Search code examples
marklogic

How registered queries work in MarkLogic?


In documentation it says "Registering a cts:query expression stores a pre-evaluated version of the expression"

Does this mean registering a query stores the actual result(XML documents) of the query in some cache?

If above is true

  • Will it affect the performance if the query matches large set of documents?
  • What cache is being used?
  • On updating/uploading a old/new document which satisfies the registered query will also update the cached (pre-evaluated) result?

If above is false what is the internal functionality of registered queries?


Solution

  • Registering a cts:query is useful for complex queries that you think will be used again, because it stores the intersected term list result so it doesn't have to be intersected again

    Imagine a complex cts:query with a lot of boolean constraints. When you reuse it as part of a larger query the server will have cached each individual term lists in the Term List Cache but it will still have to do all the intersection work for the larger query. By doing a cts:register() on the larger query you tell the server to store the intersected result, so it's available for as a cts:registered-query(). Saves server CPU effort.

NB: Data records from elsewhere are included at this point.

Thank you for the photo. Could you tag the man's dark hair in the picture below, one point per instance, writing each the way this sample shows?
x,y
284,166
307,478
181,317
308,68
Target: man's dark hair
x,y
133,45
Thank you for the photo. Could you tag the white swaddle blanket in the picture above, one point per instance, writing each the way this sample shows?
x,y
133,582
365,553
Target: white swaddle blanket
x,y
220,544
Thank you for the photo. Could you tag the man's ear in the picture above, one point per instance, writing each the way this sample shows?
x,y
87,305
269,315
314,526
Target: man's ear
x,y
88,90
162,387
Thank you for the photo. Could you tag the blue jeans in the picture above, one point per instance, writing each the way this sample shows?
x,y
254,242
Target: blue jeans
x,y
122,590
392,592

    It was added originally for customers who wanted do define a dynamic search domain against which all searches would be executed (like what materials you've purchased from the site). When the search domain got sufficiently complex a lot of effort would go into just re-intersecting the same term lists. Having registered queries helped. User logs in, register their domain as a query, and reuse. The term list intersection work then would be just between their search and their pre-materialized domain.

    The server does a pretty good job implicitly registering queries so it's not as necessary to do this manually as it used to be. Registration is cheap. It's just a lookup table of hashes of queries and the corresponding intersected term lists result. Since the result was already calculated on first use, it's cheap to store, no performance hit, just a bit of used memory. There's a fixed number allowed and lesser used ones are purged out.

    The cache is maintained per stand so the cache doesn't get stale even as you're changing data. Magic!

    I cover this in more depth in Inside MarkLogic Server including showing a usage pattern for how to easily use the feature.